Sonehaven (therfore Esso Mercia?) had flume tanks. Between Eilat and Persia there was not often the weather to see how effective they were. Some spectacular water trees (lest the greens pillory me) when tank cleaning with ullage port/tanks open in moderate rolling.


----------



## jamesgpobog (Feb 18, 2012)

John Campbell said:


> I am writing an article about the Texaco Westminster , a tanker built withour bilge keels but with Tanks 3X constructed as a Flume tank. It was a spectacular sight to see it in operation when in ballast but it played hell with tank ladders and was not much good and bilge keels were retro fitted. Does anyone on our site have any experience of flume tank operation?
> JC



Just read about them. So what's the general consensus on them? Work or no?


----------



## Klaatu83 (Jan 22, 2009)

The first ship I was on as 3rd Mate had flume tanks. That was the old USNS Bowditch, which was originally built during WW-II and which was scrapped many years ago. The tanks were added on when the ship was converted from a general cargo ship into a survey vessel. Although I never had anything to do with their operation, the ship rolled very deeply and stiffly, and those tanks certainly didn't seem to do much to alleviate that condition.


----------



## Derek Roger (Feb 19, 2005)

Thos. and Jno Brocklebanks mv Maihar and mv Mahsud had flume tanks fitted.
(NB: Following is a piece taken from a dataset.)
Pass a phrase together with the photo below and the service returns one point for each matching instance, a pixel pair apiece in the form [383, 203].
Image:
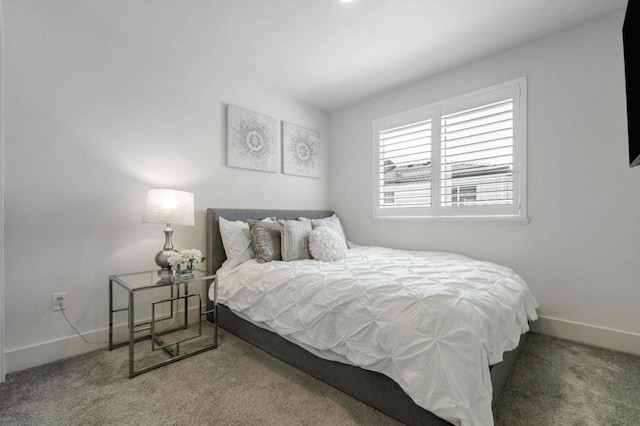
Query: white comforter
[432, 321]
They were located under the deck house between 3 and 4 hatches , The deck hosue was split Port side inert gas generator Stbd side was a small control room for the flume tanks which had the valves and gauges to determine what was in the tanks .
Cant remember the details now but the amount of water put into the tanks ( I think there were 2 ) was critical a dependant on the ships GM and exsisting period of roll before filling to a determined level . 
My experience was that they worked well when filled correctl ; in really heavey weather they tended to loose a lot of water through the air pipes . If this was not refilled to the correct levels they were not as effective .

Regards Derek


----------



## MervynHutton (Feb 1, 2008)

John Campbell said:


> I am writing an article about the Texaco Westminster , a tanker built withour bilge keels but with Tanks 3X constructed as a Flume tank. It was a spectacular sight to see it in operation when in ballast but it played hell with tank ladders and was not much good and bilge keels were retro fitted. Does anyone on our site have any experience of flume tank operation?
> JC


Hi John,

Have just posted a bit about Flume tanks under Tanker section, Texaco Hamburg. Can talk to you about her system a bit more if you pm me. It sure as hell didn't work anyway!!


----------